Мать вашу! Это что же получается? Пропадаю ни за рупь двадцать, ни за понюх табаку, как частенько шутил руководитель «Сигмы» наш майор Уриевский. Ни крикнуть, ни, в конце концов, в глаза супостатам посмотреть…
Хотя постойте, впрочем. Похоже, убивать меня пока не собираются. Невидимый мною кто-то ослабил ремни на моих ногах, потом освободил руки.
Я села на топчане, разминая затекшие руки.
— Заведи руки за спину, — услышала я приказание.
Голос этот после голосов моих старых друзей — человека с телефоном и его босса — показался мне почти дружелюбным.
Поэтому я и повиновалась. Не только поэтому, правда, — если меня сразу не пристрелили, значит, в ближайшее время погибель мне не грозит. И, может быть, мне представится возможность что-нибудь все-таки рассмотреть или узнать.
Руки мои, сведенные за спиной, защелкнули наручниками.

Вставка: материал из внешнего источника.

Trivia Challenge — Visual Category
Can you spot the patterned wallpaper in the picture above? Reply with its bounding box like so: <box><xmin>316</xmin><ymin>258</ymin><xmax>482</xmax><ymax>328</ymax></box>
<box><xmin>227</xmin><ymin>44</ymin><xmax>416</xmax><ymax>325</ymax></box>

Конечно, с завязанными глазами много не увидишь, но ленту ведь можно в любой момент скинуть, а наручники… Когда-то в институте я выполняла этот норматив — освобождение от наручников — за четыре секунды, так что…
Я не видела, сколько человек вошло в комнату, поэтому не пыталась перейти в нападение. Всего пару мгновений мне потребуется, чтобы по звуку точно рассчитать удар и проломить ногой голову своему тюремщику. Но где гарантия, что за эти пару мгновений еще кто-то, кто, может быть, находится тут же, не успеет поднять ствол и выстрелом в упор вышибить мне мозги?
— Пойдем, — услышала я новый приказ, спустя минуту (подождал, пока мои затекшие ноги придут в норму, умничка!).
Меня подняли за руку и, придавая направление толчками в спину, вывели из комнаты.
Судя по звуку, мы шли по какому-то узкому коридору. Ну, точно, как я и предполагала — еще и запах сырости, да и прохладно так.
От самой двери комнаты, где я очнулась, я принялась считать шаги — на всякий случай, вдруг еще раз сюда попаду. На восемнадцатом шаге мы повернули влево. Через двадцать шагов повернули снова. На этот раз — направо. Потом прошли совсем немного — шагов пять, и — лестница из восьми ступенек вверх.